A new video explains how worm resistance develops and how owners can take steps to slow its advance.
Resistance to worming drugs, known as anthelmintics, poses a major threat to the health and well-being of horses.
Wormer resistance is not a new problem – it was first recorded in sheep in the early 1980s.
Britain’s Westgate Laboratories, which offers a postal worm count service, says horse owners are starting to feel the impact of resistance, which will increase if they choose not to heed warnings about the need for sustainable use of drugs.
It joined the call for use of evidence-based parasite control programmes – only giving a wormer when the tests indicate it is warranted, and for specific seasonal problems such as encysted small redworm and bots.

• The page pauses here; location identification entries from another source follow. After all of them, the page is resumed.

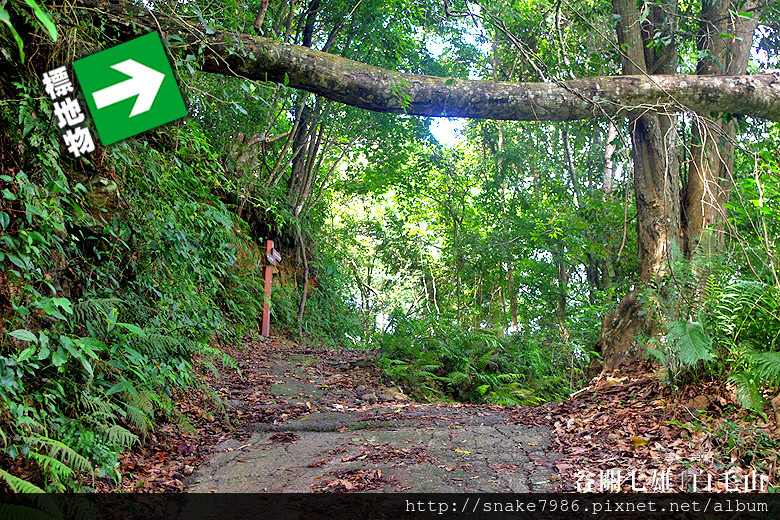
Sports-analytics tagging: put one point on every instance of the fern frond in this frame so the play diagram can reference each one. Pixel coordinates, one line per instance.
(59, 471)
(747, 391)
(139, 419)
(18, 485)
(65, 453)
(458, 378)
(118, 435)
(767, 366)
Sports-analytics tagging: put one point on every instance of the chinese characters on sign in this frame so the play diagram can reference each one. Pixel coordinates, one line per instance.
(68, 112)
(662, 481)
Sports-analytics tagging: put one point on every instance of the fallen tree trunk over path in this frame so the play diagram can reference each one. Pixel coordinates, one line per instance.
(382, 90)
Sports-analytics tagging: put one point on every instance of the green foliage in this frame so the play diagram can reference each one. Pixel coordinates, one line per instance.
(434, 359)
(114, 287)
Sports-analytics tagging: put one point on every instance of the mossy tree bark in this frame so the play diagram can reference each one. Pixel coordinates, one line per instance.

It says, wherever possible, pasture management techniques should be employed to help break the life cycle of worms mechanically, by picking up dung, cross grazing and resting paddocks, rather than relying on chemical intervention.
A consultant vet to Westgate Labs, Carolyn Cummins, says getting parasite control right is important.
“Working as a first opinion equine vet I see horses every year that are suffering from a severe worm burden.
“This can be due to neglect or other underlying illnesses but more worryingly, in others, these are horses with owners who believe that they are worming their horses appropriately.
“Problems arise from worming at the wrong times of year, not using the appropriate wormer, under-dosing, or overuse of a particular wormer leading to resistance so that the drugs we have are no longer effective.
“A horse suffering with a severe worm burden can go from an apparently healthy horse to a severely ill one in a very short space of time, hence the importance of a regular testing regime.”